The general tenor of conversations around artificial intelligence (AI) leans toward novelty or rupture. Yet these sorts of “unprecedented” historical phenomenon are, very often, not unprecedented at all. Everything has a history, even AI, and historians are uniquely positioned to complicate these narratives of novelty.

The AHR calls for proposals for essays that frame AI not as a contemporary technology to be used or rejected but instead as a historical and historiographic phenomenon to be contextualized, interrogated, and reinterpreted. Our goal is to reframe AI within existing historiographies of labor, empire, economy, culture, science, and human agency, and in doing so, reshape our shared understanding of AI and its role in the discipline of history. By considering the contingencies and continuities of AI as a phenomenon of both continuity and disruption, we hope to provide an empirical basis on which historians who do not specialize in AI or histories of technology can build as we consider the ethical and moral boundaries of AI in historical research and teaching.

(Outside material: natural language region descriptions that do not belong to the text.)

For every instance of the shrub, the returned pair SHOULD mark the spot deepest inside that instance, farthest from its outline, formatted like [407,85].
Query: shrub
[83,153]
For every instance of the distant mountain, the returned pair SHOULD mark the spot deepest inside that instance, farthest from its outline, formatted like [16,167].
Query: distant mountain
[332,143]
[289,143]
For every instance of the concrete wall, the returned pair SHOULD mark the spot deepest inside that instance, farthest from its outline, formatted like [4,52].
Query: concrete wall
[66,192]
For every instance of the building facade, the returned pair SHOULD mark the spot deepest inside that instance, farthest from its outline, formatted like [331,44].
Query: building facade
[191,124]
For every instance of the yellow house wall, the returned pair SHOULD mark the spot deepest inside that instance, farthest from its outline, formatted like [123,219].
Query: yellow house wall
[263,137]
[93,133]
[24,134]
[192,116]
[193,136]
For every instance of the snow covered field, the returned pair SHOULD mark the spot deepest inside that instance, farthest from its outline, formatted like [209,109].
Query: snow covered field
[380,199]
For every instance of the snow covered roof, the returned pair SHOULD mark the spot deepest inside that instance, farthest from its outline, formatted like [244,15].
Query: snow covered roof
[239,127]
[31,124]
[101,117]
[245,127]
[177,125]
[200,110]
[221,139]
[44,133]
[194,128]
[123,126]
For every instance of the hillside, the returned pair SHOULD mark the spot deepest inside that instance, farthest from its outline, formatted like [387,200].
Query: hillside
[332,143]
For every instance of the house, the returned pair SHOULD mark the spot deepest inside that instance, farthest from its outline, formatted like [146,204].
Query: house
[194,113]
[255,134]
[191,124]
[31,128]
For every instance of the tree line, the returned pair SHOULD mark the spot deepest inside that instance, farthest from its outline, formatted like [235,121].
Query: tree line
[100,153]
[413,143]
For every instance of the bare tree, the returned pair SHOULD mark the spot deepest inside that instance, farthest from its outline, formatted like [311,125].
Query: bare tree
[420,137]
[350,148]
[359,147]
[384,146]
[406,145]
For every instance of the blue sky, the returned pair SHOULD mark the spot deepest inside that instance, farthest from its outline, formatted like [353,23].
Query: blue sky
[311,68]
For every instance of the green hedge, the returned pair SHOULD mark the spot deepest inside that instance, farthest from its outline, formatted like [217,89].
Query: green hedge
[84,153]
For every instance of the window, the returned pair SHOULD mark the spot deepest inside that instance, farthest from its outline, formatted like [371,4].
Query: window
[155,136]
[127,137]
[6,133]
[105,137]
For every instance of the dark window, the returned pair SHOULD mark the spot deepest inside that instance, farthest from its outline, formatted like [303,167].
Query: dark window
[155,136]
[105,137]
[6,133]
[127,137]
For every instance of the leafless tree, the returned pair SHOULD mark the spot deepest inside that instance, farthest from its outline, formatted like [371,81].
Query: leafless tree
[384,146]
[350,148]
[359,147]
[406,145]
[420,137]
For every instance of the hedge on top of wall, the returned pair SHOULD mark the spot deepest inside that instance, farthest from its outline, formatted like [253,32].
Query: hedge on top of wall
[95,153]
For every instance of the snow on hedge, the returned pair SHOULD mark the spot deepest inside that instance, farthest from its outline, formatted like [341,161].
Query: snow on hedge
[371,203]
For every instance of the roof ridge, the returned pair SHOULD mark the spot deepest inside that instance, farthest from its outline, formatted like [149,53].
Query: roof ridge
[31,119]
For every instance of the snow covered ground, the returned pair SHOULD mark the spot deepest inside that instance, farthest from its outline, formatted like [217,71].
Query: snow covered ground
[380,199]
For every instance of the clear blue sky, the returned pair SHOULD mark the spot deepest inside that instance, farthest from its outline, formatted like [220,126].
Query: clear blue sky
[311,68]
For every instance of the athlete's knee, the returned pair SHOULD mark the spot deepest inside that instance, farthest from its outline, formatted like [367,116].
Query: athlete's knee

These essays (~5,000 words) will appear as a series in the AHR History Lab.

We welcome contributions that might include but are not limited to:

  • AI and Labor History: How do histories of work, mechanization, and worker resistance put AI in a broader historical context
  • AI and Industrial Modernity: How do we understand AI in light of histories of automation, standardization, and industrialization?
  • AI and the History of Knowledge: How might histories of classification, quantification, or bureaucracy illuminate the conceptual foundations of AI?
  • AI and Empire: What continuities link algorithmic reasoning to imperial knowledge systems, surveillance, and colonial governance?
  • AI and Cultural History: How does AI fit into shifting ideas of human intelligence, creativity, and consciousness?
  • AI and Media History: How does AI fit into other media-expansion phenomena, such as the invention of the book, the calculator, visual media like film and television, and audio innovation like radio and podcasting?
  • AI and Resistance: How might past resistance and protest movements—from the arts and crafts movement to citizen protests against environmental degradation—inform understandings of contemporary challenges to institutions that champion AI?

Submit a Proposal

Proposals should be submitted via our Google Form. Evaluations will take place on a rolling basis through December 30, 2026, with priority given to proposals submitted before June 30. Proposals should be no more than 500 words in length. They should provide a summary of the argument you will advance in your essay as well as address the following issues:

  • What time period(s), geographies, and historiographic trends anchor your essay?
  • Which elements of AI does your proposal address?
  • How will your essay support conversations about histories of AI outside of your chronological, geographic, and historiographical focuses?

A positive decision on your proposal does not guarantee publication in the journal; final essays will undergo peer review. Essays will be published serially in the AHR History Lab and will eventually be collected together on the AHR website.